Herencia maldita

Relatos Personales

Herencia maldita

Miguel Valera

Llevábamos muchos años de conocernos, de recorrer la ciudad como reporteros, de meternos a los barrios más sórdidos para buscar las mejores historias, porque creíamos en el periodismo de periferia. Un día lo llevé a Las Tortas El Capricho, en el número 407 de Augusto Rodin, en la colonia Mixcoac, para que probara las tortas de jamón serrano, las mejores de la capital.

Él, que tenía espíritu sibarita, me rebatió, señalando que las mejores eran las de “La Castellana Polanco”.

No le contesté y le pedí una negra modelo bien fría para que resbalara la torta.

Me dijo que “no”, pero ese “no” fue contundente, frío, seco, como una cuchillada en tarde de 9 grados. Lo miré de reojo, mientras me echaba el primer trago del líquido oscuro de estilo Munich, con aroma a caramelo y malta tostada. “¿No te echas ni una sola?”, le insistí.
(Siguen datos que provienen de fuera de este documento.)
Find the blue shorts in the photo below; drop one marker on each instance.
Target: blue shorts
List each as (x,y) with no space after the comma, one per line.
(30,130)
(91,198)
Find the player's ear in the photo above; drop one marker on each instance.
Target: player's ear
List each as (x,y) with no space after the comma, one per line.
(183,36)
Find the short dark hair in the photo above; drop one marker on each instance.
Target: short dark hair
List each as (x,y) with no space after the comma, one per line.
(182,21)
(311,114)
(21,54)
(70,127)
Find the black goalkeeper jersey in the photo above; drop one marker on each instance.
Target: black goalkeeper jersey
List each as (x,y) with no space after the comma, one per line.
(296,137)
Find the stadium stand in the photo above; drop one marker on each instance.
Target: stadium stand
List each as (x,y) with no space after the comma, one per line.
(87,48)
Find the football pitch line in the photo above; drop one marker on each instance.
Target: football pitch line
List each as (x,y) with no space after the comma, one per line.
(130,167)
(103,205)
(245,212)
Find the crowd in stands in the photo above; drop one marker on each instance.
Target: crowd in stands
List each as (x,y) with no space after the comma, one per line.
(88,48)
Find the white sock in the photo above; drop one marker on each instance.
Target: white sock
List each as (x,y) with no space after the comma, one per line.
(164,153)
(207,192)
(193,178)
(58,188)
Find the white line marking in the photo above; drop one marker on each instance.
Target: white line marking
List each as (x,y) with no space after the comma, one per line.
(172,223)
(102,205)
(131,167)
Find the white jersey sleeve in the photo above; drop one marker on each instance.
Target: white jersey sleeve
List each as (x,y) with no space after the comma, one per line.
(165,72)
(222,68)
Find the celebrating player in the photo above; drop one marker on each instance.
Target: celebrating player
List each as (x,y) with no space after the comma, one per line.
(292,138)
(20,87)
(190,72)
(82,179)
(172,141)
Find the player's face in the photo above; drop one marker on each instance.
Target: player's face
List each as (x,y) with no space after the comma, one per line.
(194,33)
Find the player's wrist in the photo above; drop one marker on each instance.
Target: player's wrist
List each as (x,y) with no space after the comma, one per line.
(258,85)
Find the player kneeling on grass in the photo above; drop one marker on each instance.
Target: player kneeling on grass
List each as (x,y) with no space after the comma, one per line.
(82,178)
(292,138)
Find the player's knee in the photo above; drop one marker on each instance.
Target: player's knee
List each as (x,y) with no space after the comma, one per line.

Y seco, contestó de nuevo que “no”. —¿Eres hermano?, me lancé otra vez, mientras llegaba un caldito de pierna y acercaban los chiles en vinagre.

Y fue entonces que me contó que no había probado gota de alcohol, porque desde niño fue testigo de la tragedia de su padre, un alcohólico consumado que golpeaba a su madre, que lo aterrorizaba a él y a su hermana Joaquín y que terminó tirado, en un lote baldío de la colonia Agrícola Oriental, en Iztacalco. Las personas que lo encontraron decían que los pájaros le habían sacado los ojos.

Los pájaros que él amaba porque lo acompañaban en las mañanas solitarias pero alegres en la casa de los abuelos, en provincia, se convirtieron en seres de terror, como surgidos de la película de Alfred Hitchcock, locos, fatales, asesinos.

En las madrugadas, luego de la muerte de su padre, despertaba agitado, pensando en esas imágenes aterradoras de las aves, picando los ojos de su padre, mostrando unas cuencas oscuras, como el destino que le esperaba.

Ese día, el sabor de la torta de jamón serrano se me perdió entre la amargura de la historia y mientras lo escuchaba, pensaba en la inseguridad que había notado en su carácter, en su forma de ser. ¿Por qué siempre duda? ¿Por qué le cuesta trabajo decidir, ir hacia adelante en temas básicos?, me preguntaba.

 Además, le costaba llevar proyectos hasta el final y siempre dejaba las cosas a medias. Eso, sentía yo, era parte de lo que cargaba en la mochila de su historia de vida.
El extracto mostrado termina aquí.